John McKean · Rapid Transformation using Conversational Hypnosis · No scripts. No fluff. Just real change.
The Phoenix Method
Business & Professional Performance
You know what you're capable of. The people around you probably know it too. But in the room that matters, the boardroom, the pitch, the conversation that counts, something cuts in and the real version doesn't show up. That has a root. And it can be cleared.

What's actually happening
It's not imposter syndrome.
It's not lack of confidence.
It's a protection response.
"Your unconscious will always choose protection over performance.

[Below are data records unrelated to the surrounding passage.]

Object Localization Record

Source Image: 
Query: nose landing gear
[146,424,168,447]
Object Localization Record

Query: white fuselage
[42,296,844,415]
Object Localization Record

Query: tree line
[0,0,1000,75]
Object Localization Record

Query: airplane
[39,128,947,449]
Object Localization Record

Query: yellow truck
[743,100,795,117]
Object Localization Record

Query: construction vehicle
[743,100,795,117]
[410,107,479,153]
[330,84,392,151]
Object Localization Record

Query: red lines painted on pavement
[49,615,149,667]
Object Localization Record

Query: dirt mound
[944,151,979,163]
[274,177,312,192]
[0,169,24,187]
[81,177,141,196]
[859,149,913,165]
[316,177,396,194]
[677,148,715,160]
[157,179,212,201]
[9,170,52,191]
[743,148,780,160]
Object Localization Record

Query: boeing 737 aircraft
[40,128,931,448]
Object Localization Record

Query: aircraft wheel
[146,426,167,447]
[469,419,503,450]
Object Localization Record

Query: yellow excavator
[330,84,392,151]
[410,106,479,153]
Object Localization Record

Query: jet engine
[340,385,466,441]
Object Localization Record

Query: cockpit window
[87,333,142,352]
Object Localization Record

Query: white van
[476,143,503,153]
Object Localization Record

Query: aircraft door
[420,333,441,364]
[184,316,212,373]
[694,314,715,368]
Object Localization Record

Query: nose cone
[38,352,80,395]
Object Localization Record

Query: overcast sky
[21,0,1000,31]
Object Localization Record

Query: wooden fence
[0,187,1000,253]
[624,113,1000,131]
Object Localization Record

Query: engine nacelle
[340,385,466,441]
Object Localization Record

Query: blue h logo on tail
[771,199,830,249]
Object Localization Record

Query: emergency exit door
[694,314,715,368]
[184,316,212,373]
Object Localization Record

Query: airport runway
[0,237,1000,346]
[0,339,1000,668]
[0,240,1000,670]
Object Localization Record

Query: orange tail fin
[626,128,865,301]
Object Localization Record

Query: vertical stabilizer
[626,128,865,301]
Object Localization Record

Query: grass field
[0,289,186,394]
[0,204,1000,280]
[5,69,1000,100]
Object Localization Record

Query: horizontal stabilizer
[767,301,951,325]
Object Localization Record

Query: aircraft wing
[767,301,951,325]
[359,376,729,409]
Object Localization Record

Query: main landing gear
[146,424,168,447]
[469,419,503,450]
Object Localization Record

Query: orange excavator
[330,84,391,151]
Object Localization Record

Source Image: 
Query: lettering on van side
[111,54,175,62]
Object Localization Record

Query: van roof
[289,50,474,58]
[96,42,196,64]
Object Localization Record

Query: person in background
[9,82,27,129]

The question is what it thinks it's protecting you from."
You've done the work to get where you are. The competence is there. The track record is there. And yet in certain high-stakes moments the presentation, the close, the leadership decision under pressure something holds back. You walk out knowing you gave a diluted version of what you're actually capable of.
Most people assume this is a confidence problem. Or an imposter syndrome problem. So they read books, attend training, repeat affirmations. And the ceiling stays exactly where it is.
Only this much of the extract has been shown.